Not sure how people do this in practice. But in principle it seems rather straight forward.

A compiler is just a program that takes some input and create some output. Both the compiler and the input can have a cryptographically secure hash. Putting both in a sealed box, like a docker image, with its own hash, gives you a program that takes no input and produces some output.

If the box changes, run it in a trusted machine and save the output together with a signed declaration of which box version produced it

At Google we check in the source of every library into the monorepo and compile them ourselves with cached builds from a central server, I don't think we use package managers.
You don't have to use a package manager, that's just the approach the TiVo folks came up with a couple decades ago. They use RPM to package independent software modules and check them into (IIRC) a separate build repository which saves the last n months of work. A local config file is used to choose the binary package version to use, or, alternatively, the locally built files to use. They probably could have just made tarballs, since I don't think they used any of the dependency checking.
How do you track dependencies of dependencies. Do you need to manually add the full dependency tree and re implement the dependency tracking through your internal system? If a project uses maven or gradle, you need to rewrite those files to point to your internal builds instead?
Not a Googler, but I think the answer is: yes. At least, it is for my monorepo company.

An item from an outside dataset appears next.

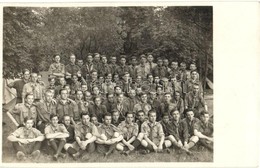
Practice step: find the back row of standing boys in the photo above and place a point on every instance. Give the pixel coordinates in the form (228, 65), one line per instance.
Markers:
(101, 106)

Usually somebody else has already gone through the work of doing it for you. Sometimes there are tools that do the translation for you. For example, Go modules are quite easy to translate to a BUILD file.

It’s actually not as bad as it sounds. You only have to do the hard stuff once, and every engineer in the org who uses it in the future is thankful for it.

They use a tool called Blaze (Google around for “Bazel” which is the open source tool inspired by it). Basically you model the dependency tree such that the tool knows which targets are affected by a certain change, and then Blaze builds them in a clean room environment such that an undeclared dependency would cause the build to fail (hermetic builds). As far as I’m aware, this is the only way to sustainable operate a monorepo, but I would be happy to learn more if someone has other solutions.
I assume you mean third party dependencies that are not in the monorepo? Pretty much yes, monorepos struggle if they are expected to handle dependencies that aren't stored in the monorepo, so step 1 of using a dependency from outside of a monorepo should be to copy the source into the monorepo (and transitively copy the source of dependencies, etc).
Full dependency tree yep. No build in google's main repo ever retrieves code externally.
It's version control, not necessarily just source control! If something could benefit from being versioned, why would you not check it in? You then guarantee everybody has the same version. That's exactly what this thing is there for.

Git's design can limit its usefulness in this respect - though perhaps you could solve this to some extent with git LFS? - but not all version control systems have this problem.

git annex (or git LFS, if you buy into github's NIH) is requisite if you want to use git like this, broadly. git will happily store any and all binaries you ask it to, but upon (blind) checkout, it will grab every single revision of said binary, taking up as much however much space that takes.

(partial clones avoid this, but, as git isn't designed for this use case, grabbing all of history happens far too easily.)